“En Turín, como saben todos, la vida pública se desenvuelve del modo más arcaico y gracioso. Cualquier matón puede pasar por un gran hombre, cualquier hedor de vertedero se convierte en un hecho político de primer orden. No existe contención, no existe la crítica. Existe el bombo, la adulación más llana y empalagosa. No en vano es famosa Turín por sus peladillas: todo rebosa azúcar, y fragancia de agua de rosas.

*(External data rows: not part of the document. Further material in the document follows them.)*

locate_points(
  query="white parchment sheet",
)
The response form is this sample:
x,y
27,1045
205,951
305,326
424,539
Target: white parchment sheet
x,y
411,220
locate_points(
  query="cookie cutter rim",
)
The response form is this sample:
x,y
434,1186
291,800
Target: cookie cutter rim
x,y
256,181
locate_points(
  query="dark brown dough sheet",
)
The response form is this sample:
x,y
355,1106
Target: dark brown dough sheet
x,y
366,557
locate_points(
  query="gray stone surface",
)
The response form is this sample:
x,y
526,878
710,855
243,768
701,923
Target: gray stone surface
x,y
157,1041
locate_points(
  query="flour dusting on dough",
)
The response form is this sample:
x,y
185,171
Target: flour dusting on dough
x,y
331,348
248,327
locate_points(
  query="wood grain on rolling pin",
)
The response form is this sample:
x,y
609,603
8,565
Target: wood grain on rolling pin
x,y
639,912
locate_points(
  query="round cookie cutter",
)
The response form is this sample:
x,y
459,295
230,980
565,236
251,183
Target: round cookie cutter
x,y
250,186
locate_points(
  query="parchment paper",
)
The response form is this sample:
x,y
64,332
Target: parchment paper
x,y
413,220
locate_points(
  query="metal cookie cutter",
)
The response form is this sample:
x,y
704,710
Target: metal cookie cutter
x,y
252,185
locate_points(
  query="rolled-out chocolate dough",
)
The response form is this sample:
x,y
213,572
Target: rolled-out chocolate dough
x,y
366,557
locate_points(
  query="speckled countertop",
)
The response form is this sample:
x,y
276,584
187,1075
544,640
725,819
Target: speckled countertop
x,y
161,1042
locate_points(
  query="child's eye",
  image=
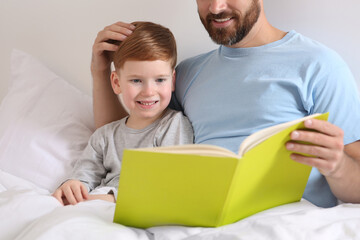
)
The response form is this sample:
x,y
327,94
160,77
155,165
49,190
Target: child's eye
x,y
135,80
160,80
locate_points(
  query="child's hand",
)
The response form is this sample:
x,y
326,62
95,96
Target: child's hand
x,y
71,192
105,45
105,197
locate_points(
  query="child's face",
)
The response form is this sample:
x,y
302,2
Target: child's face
x,y
146,88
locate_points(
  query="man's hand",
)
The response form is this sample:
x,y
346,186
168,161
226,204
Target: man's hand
x,y
105,45
71,192
326,147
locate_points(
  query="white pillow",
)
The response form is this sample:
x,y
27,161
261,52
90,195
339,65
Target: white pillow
x,y
45,123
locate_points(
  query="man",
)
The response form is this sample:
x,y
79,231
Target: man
x,y
260,76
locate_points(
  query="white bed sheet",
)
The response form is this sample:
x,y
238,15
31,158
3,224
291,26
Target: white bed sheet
x,y
29,212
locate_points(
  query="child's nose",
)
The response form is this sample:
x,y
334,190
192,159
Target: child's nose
x,y
148,89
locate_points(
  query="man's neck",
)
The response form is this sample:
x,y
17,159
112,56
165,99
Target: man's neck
x,y
261,34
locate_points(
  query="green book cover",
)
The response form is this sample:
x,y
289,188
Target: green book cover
x,y
208,186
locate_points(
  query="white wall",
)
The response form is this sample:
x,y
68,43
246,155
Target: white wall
x,y
61,33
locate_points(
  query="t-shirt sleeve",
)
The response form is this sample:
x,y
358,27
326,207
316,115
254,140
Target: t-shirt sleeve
x,y
335,91
89,168
174,103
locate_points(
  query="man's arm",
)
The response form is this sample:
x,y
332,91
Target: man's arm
x,y
106,105
338,163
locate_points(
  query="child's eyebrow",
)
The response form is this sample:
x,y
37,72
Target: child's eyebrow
x,y
141,76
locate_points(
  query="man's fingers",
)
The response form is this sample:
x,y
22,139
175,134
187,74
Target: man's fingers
x,y
84,192
324,127
68,193
78,194
317,138
58,195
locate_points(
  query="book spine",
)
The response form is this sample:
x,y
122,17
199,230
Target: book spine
x,y
225,211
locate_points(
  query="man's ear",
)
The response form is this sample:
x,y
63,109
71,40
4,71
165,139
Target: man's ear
x,y
115,82
173,81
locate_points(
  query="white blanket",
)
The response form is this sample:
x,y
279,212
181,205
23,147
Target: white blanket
x,y
29,212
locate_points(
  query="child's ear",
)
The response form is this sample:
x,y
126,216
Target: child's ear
x,y
115,82
173,81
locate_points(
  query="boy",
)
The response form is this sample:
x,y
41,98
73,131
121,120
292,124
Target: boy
x,y
144,74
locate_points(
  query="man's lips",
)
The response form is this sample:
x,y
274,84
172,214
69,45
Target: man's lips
x,y
221,22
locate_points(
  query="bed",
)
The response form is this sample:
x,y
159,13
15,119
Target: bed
x,y
45,123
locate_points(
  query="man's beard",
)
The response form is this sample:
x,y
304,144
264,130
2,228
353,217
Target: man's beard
x,y
232,35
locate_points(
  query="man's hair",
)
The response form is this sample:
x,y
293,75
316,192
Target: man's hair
x,y
148,42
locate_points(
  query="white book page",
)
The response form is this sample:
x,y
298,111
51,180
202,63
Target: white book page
x,y
260,136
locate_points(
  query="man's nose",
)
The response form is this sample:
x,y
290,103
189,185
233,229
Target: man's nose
x,y
217,6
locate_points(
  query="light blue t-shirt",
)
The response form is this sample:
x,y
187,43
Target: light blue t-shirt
x,y
230,93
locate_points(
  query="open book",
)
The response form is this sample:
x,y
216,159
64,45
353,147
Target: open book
x,y
209,186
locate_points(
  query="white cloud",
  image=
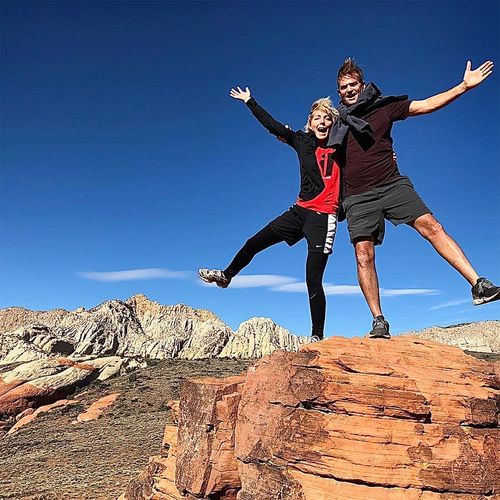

Nosotros, los perros rabiosos, nos hallamos dentro de este corral de pavos hinchados y altaneros y, como los humanos apenas nos respetan y no nos dejamos deslumbrar por el brillo de las plumas, ahuyentamos a no poca gente y nos ganamos un montón de improperios y maldiciones. ¡Vaya! ¡Cuánto cacareo por unas personas que no importarían y que sólo hablan para los proletarios! Evidentemente, entienden que nuestras dentelladas no son casuales y que nuestra rabia tiene un propósito claro.
Nos llaman “perros rabiosos”: ¡muy bien! Son los perros rabiosos los que, recorriendo las calles de la ciudad bajo el flagelo de la canícula, obligan a las señoritas de las aceras a correr, a levantar sus falditas y a mostrar sus repugnantes calzones.”